— Мы будем здесь жить?
— Несколько ночей. Мне придется подготовиться к обряду.
— Он очень старый? Этот дом?
— Старый. Я его выкупил двадцать лет назад. Бродяги и зверье здесь не водятся — боятся. Тут вообще никто не бывает — мои охранные чары работают. Так что заходи спокойно.
В доме пахло сыростью, плесенью и золой. Аня никогда прежде не бывала в деревенских домах, печку видела только по телевизору. А тут стояла огромная печь.
— Я должна буду ее топить? — весело спросила девушка.
— Нет. Огонь для нас опасен. Мы вспыхиваем, как будто у нас не плоть, а бумага. Ты не знала?
— Не знала…
— Мне еще многому надо тебя научить. Нет, Анин, ты не будешь топить печку. Мы же не мерзнем. И эти ночи пролетят быстро. А потом ты станешь сильной, и мы уедем. И будем счастливы.
Аня кивнула. Она не просто верила Яну. Она знала: все, что он обещает, непременно сбудется.
2
Тогда он впервые увидел Гретель после долгой разлуки, ему показалось — перед ним стоит мама.
Было темно.

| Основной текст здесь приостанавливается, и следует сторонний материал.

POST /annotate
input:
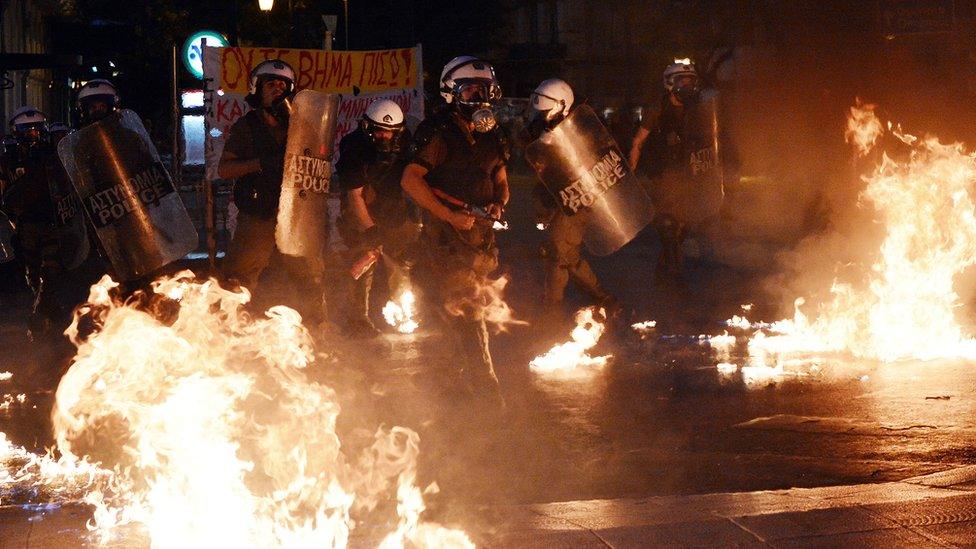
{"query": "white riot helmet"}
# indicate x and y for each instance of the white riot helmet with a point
(94, 92)
(474, 89)
(680, 67)
(689, 91)
(29, 125)
(384, 114)
(272, 68)
(552, 99)
(447, 83)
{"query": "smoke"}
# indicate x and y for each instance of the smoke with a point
(792, 206)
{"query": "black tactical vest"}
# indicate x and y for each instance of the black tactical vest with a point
(467, 171)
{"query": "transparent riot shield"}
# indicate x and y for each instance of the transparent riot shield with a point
(127, 195)
(70, 224)
(583, 168)
(303, 213)
(700, 135)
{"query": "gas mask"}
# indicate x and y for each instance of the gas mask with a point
(474, 98)
(688, 94)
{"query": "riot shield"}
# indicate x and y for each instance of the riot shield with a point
(700, 136)
(70, 224)
(127, 195)
(581, 165)
(303, 212)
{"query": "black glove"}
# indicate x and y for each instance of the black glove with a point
(273, 166)
(372, 237)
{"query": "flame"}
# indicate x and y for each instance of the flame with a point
(863, 127)
(905, 307)
(488, 301)
(200, 418)
(644, 328)
(399, 313)
(573, 355)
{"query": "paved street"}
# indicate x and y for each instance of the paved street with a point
(658, 447)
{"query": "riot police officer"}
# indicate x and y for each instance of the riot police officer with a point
(38, 207)
(97, 99)
(374, 209)
(686, 171)
(551, 102)
(254, 156)
(460, 159)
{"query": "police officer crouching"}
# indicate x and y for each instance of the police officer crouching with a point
(34, 184)
(374, 209)
(552, 101)
(460, 158)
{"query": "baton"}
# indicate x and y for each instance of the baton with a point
(475, 211)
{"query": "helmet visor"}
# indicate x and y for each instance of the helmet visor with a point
(478, 90)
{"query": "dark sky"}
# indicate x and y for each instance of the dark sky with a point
(137, 37)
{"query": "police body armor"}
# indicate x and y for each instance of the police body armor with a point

Рыжеволосая Катрина — так звали эту ведьму, эту неотразимо-соблазнительную упырицу, которой Гензель теперь безропотно подчинялся, — вела его сквозь мрак за руку, и все равно он оскальзывался на мху, спотыкался о кочки. Ночной лес шелестел и скрипел, стонал и попискивал: целый хорал таинственных и жутких звуков. Кто-то пыхтел, кто-то пробегал по тропинке, топоча маленькими ножками, вспыхивали во тьме чьи-то круглые желтые глаза.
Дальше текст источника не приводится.